My favorite Supreme Court justice


Magic mirror on the wall,
who's the most Constitution-friendly justice of all?

If you listen enough to the rhetoric of the left, you know the party line that Antonin Scalia is Public Enemy #1, and that Clarence Thomas routinely takes his marching orders from him.  I hadn't really pondered the question of which justice has the greatest fealty to the 'strict construction' philosophy of constitutional interpretation (to paraphrase Horton the elephant, the Constitution says what it means and means what it says -- no ifs, ands, buts, penumbras or emanations about it).  If someone had buttonholed me on the street and demanded an answer, I might have said Scalia, since he's the one who gets all of the press (Thomas doesn't actually exist, since everyone in the media knows that there's no such thing as a black conservative).

As it turns out, though, a law.com article reveals that Thomas boldly and routinely goes where Scalia is often reluctant to go.  In his biography of Thomas, Ken Foskett quotes Scalia as saying that Thomas "doesn't believe in stare decisis, period."  Foskett considers this to be a "bombshell", although Steve at Southern Appeal says the fact is well-known in the legal community.

Stare decisis, Latin for "to stand by decided matters", refers to the doctrine that gives weight to judicial precedents.  If there is a string of Supreme Court decisions on a matter, Scalia is much more likely to uphold the issue on the basis of the precedents, even if he is uneasy with the soundness of the constitutional reasoning behind the precedents.
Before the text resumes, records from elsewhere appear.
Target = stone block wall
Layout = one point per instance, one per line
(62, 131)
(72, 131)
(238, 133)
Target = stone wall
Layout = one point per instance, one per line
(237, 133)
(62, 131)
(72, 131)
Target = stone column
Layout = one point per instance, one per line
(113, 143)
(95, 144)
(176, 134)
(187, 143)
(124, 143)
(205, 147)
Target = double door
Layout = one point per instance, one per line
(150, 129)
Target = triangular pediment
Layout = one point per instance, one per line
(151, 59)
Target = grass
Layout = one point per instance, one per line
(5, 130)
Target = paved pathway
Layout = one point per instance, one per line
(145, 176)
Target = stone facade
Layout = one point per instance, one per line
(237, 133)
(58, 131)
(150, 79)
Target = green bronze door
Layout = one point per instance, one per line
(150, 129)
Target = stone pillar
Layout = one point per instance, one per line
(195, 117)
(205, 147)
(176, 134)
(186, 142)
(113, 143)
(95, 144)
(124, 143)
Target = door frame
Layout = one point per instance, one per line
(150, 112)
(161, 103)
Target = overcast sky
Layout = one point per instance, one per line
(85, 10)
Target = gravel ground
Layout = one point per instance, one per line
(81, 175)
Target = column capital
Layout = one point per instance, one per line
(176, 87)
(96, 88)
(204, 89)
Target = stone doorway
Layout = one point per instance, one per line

Thomas, on the other hand, believes that if a previous decision is constitutionally suspect, it has no weight whatsoever.  Continuing Scalia's quote:
"If a constitutional line of authority is wrong, he would say let's get it right," says Scalia. "I wouldn't do that."
As much as I admire Scalia, Thomas is in the right here.  If you're driving from Washington to New York and you see an exit sign for Atlanta, the solution is not to keep driving and hope everything turns out right.

I understand even more now why the left hates Thomas so much.  Not only is he conservative, he's also one of the best friends the Constitution has had in recent generations.